“Le Gardin Animé (1893)” by Victoria Sandbrook (20213 words)
No Spoilers: Zaynab is a doctor and recent widow who has accepted employment with a somewhat eccentric woman and machinist, Madame Lefevre. And once she arrives at the house she finds a strange place populated by automatons who are much more than just machines. They are alive, and more than that they are the Madame’s family, her children. And given how the Madame has been hurt, physically and mentally/emotionally, it makes for a very complicated dynamic. Zaynab enters the situation guided by her professional determination and her own complicated history and experience. Everyone is yearning for something, for family, for love, for connection, for independence, and everyone finds that’s a much more difficult and complicated prospect than they want. The piece plays out a bit like the opera that the Madame and her corps, her children, are supposed to be preparing for, full of drama, beauty, dance, and music. It’s a piece that mixes tragedy with triumph, and builds a moving portrayal of what it means to leave home, and to return.

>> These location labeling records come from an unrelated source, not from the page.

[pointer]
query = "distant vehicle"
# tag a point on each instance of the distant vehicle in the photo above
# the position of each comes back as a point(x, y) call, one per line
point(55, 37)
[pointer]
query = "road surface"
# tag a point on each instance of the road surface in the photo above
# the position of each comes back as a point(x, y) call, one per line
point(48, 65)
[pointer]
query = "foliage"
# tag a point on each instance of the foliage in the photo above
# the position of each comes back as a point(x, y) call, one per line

Keywords: Automatons, Dancing, Injuries, Employment, Family, Doctors
Review: I really like how the story builds up the many characters and the many lines throughout, all weaving them into a rather complete and profound statement on family and on the flawed nature of people. Because people are messy, are damaged and hurt, struggling to find what joys they can, often mis-recognizing that joy as something else. Something fleeting, or something even at odds with what really makes them happy. It deals with dependence and with freedom, with home and with family. Zaynab anchors it all, in some ways an outsider to the drama that will unfold in the house of Madame Lefevre, and as such very much the lens through which the reader gets to experience everything. The miraculous automatons that the Madame was able to construct. The complex and wrenching relationships between the Madame and her children. The almost naive love that Azimuth has, unaware just how much she resembles her mother. The quiet yearning of Elouan to create. The joy that each of them takes in the dance, in the music around them. It’s a beautifully rendered piece, one with a classic structure that hits every note and produces a masterful tale.

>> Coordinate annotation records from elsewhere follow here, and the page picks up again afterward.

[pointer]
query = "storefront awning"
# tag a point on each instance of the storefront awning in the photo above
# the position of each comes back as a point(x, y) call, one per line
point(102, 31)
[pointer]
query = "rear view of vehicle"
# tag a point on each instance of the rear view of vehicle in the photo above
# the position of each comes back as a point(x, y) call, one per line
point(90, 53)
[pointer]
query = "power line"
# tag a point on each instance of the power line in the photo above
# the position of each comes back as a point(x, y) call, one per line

And throughout I think I appreciate most the takes on family and on independence. All of the characters are stubborn, all of them hurt and scared. Zaynab of being on her own after her husband died, wanting to go home to her family but at the same time not wanting to lose her freedom and her work. Azimuth wanting to rebel against the strictness of her mother, wanting to love who she wants, not seeing that she does need protection at times, at least until she learns more about the dangers of the world. Elouan, who is so inspired as a student but who wants to be a creator in his own right as well, who is pulled in so many directions because of his loyalties. The Madame herself, who wants to get back onto the stage, to capture the magic she lost when she had her accident so long ago. But also wanting control, wanting to protect her children even from their own potential. They push and they pull, they spark and they grind, but that’s what families do, that’s what families, even found ones, are. And in the end they are also places where people can learn, where Zaynab can learn to be independent enough to return home, where Azimuth can learn to be independent enough to strike out away from home. Where all of them can discover that no one else can tell them or decide for them how to be. That each of them has to decide, and that those decisions might pull them apart for a while. And despite the fear and uncertainty of that, it’s still necessary, and the hope remains that however far away they go, they’ll find each other again, and they’ll all be where they are meant to be. A beautiful and amazing read!